基盤を整えるという意味でも、ルーミアばかりに頼りきりになってしまう訳にもいかないし。
幸い衣食住で言えば、食に関しては僕もルーミアも食べる必要のない存在ではあるのだけれど、日本に近いこの世界に来ているのだから、懐かしいジャンクフードやジュースなんかを楽しみたい気もする。
少しばかり散策してみようか。
この世界にルイナーが現れて五年。
僕らが拠点にしているような廃ビルなんかがあって、しかもルイナーに対応できる魔法少女が少ない事もあってか、少し利便性が悪い場所なんかは防衛圏から外され、人も離れ、ゴーストタウン化した場所はそれなりに存在しているようだ。
そういった場所は、有り体に言えば悪人と弱者の巣窟と化している。
向こうの世界で言うところの貧民街のそれに近い。
もっとも、貧民街と言うほどではない程度には暮らしの水準も安定しているようだけれど。
そんな取り留めもない事を考えながら路地へと足を進めたところで、後方から聞こえてきた足音が距離を詰めるように早歩きになった。
僕もまたそんな足音の主から話を聞こうと、足を止めて振り返る。
「おう、坊主。

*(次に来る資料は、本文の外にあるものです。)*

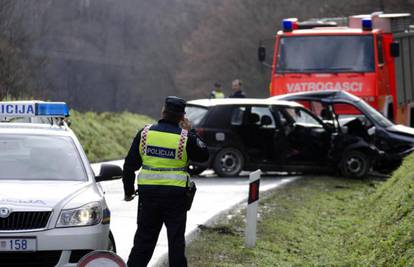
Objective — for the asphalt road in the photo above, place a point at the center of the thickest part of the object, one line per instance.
(214, 196)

ここらじゃ見ない顔だな?」
ニヤニヤと笑いながら声をかけてきたのは、金髪をオールバックにまとめた、いかにもチンピラ風の男だった。
――うーん、ハズレかな。
ただのチンピラ程度じゃあまり期待はできそうにない。
「ここに来たのは初めてでね」
「はぁ? 親や仲間はいねぇのか?」
「いや、一人だよ」
「……チッ。仕方ねぇな、人通りのない道を教えてやるから、さっさとこの街から離れろ」
……あるぇ?
思っていた反応と全然違うんだけど。
「……僕を攫おうとしているとかじゃないの?」
「そんな危険を理解していて、ガキがこんな所を無防備に一人で歩くんじゃねぇよ。ったく、ガキ特有の怖いもの見たさってヤツか? シャレになんねぇぞ」
あー、うん。確信に変わったよ。
この人、僕の事を見かけて心配して声をかけてきたんだ。
もしかして、ニヤニヤ笑っていたのはカモを見つけたチンピラの笑顔という訳じゃなくて、僕を怖がらせないつもりだったのか。

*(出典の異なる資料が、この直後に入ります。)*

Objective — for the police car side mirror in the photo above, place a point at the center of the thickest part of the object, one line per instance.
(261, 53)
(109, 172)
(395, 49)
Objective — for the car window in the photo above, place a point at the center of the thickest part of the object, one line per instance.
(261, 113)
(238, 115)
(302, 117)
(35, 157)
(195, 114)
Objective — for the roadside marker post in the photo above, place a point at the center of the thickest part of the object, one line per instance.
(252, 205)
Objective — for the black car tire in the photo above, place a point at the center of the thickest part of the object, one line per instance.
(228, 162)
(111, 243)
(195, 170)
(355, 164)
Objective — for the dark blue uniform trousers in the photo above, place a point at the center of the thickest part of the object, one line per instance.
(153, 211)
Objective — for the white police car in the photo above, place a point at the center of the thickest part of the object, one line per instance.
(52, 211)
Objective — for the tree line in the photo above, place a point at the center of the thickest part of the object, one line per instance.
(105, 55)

ねぇ、キミの見た目で笑顔を浮かべるのって逆効果だよ、それ。
自分の見た目考えて?
「おいおい、リグ! いい獲物見つけたじゃねぇか」
若干呆れ気味に青年を見つめていると、今度は反対側から声が聞こえてきた。
何やら愉悦を混じえたようなその声は、いかにも格下の存在に対して声をかけているような色を孕んだものだ。
僕に声をかけてきた青年も、何やら驚いた様子で僕を挟んで向こう側に目を向けていた。
「――ッ! 烈さん……!? 今日は遠出するんじゃ……?」
「なぁに、さっさと片付いたんでな。それより、そいつは高く売れそうだ。連れて来いや」
「……ッ、はい……」
背を向けて先に歩き出した男たちに返事をして、僕に声をかけてきたリグと呼ばれた青年は苦い表情を浮かべながら俯いてから、僕に目を向けた。

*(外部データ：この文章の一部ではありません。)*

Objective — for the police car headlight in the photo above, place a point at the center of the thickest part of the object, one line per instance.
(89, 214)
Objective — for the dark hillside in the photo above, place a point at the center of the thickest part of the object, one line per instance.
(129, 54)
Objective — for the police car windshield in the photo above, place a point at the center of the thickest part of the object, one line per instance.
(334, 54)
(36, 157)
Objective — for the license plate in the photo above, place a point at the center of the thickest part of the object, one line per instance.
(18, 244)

「……坊主、いいか。この路地を抜けた先で俺の手を噛め。痛みで俺が手を放したら、左手に向かって走れ」
うーん、どうもこの人は烈と呼ばれたあの男の部下ではあるものの、子供を巻き込む事には反対している、とか、そんな感じっぽい。
「……逃げるのは構わないけど、もしこのまま連れて行かれたらどうなるの?」
「海外に売られるだろうな。坊主は顔も整ってるし、烈さんたちが見逃すとも思えねぇ。ちょうどそろそろ一人出荷するって話だしな」
「一人、ね。捕まっている子がいるんだ?」
「あぁ。なんでも魔法少女らしい」
……は?
いやいやいや、魔法持ってるのに捕まっちゃうの?
魔力を持っていない相手に負けるほど弱くないと思うけど。
突拍子もない言葉に半ば呆れつつ、青年に腕を捕まれながら歩き出すと、青年が口元をなるべく動かさないように続けた。
前方の曲がり角でニヤニヤした笑みを浮かべた烈と呼ばれた男と、その取り巻きらしい男たちがこちらを見ている以上、あまり聞かれたくはないらしい。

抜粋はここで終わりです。